🤖 AI Summary
This work addresses the degradation in ranking quality for local content outside the United States, a consequence of existing learning-to-rank models being predominantly trained on U.S.-centric user data. To mitigate this issue, the authors propose a multi-objective ranking framework that jointly leverages user click signals, relevance labels generated by vision-language models, and a locality-aware feature augmentation mechanism. This approach effectively disentangles exposure bias from semantic supervision by integrating multiple sources of supervisory signals. Evaluated across five geographic regions, the method significantly enhances the visibility of locally relevant content while preserving semantic relevance, thereby alleviating cross-regional behavioral disparities inherent in conventional ranking systems.
📝 Abstract
Adobe Express is expanding internationally, but the US has a disproportionately large content supply and interaction volume. Learning-to-rank (LTR) models trained primarily on behavioral feedback inherit this imbalance: templates popular in US are over-served in non-US locales. This cross-locale exposure bias suppresses local content discoverability and degrades ranking quality in growth locales.

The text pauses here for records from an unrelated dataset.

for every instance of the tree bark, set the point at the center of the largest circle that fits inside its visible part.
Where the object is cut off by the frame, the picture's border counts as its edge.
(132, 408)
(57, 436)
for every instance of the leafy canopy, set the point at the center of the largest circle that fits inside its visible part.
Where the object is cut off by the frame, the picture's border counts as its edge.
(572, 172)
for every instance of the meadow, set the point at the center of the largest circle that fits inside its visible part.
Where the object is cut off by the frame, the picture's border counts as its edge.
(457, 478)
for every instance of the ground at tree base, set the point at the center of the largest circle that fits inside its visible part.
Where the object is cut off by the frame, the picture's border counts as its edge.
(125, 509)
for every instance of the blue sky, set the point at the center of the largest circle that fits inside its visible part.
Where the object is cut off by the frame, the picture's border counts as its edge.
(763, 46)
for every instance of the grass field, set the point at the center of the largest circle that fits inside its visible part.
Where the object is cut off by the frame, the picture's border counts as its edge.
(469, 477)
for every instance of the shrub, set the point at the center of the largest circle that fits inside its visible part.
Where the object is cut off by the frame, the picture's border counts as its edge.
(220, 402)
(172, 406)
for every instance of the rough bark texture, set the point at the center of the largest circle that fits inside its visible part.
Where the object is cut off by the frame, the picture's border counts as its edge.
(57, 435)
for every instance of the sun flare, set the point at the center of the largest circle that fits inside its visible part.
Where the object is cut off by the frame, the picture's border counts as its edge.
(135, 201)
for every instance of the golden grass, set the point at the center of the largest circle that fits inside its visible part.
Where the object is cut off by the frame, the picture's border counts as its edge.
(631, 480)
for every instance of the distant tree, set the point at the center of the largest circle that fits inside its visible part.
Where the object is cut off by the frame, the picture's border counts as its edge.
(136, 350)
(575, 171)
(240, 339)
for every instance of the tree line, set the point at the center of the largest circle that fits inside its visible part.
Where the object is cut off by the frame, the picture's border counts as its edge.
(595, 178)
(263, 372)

We show that click-only training suppresses semantically informative localization features. Adding vision-language model (VLM) graded relevance labels as auxiliary supervision alongside clicks improves semantic alignment but does not preserve local content visibility. We propose a multi-objective framework combining behavioral supervision, VLM-derived relevance signals, and locale-aware boosting. Across five locales, the resulting model improves relevance while restoring stable localization, demonstrating the importance of disentangling exposure from semantic supervision.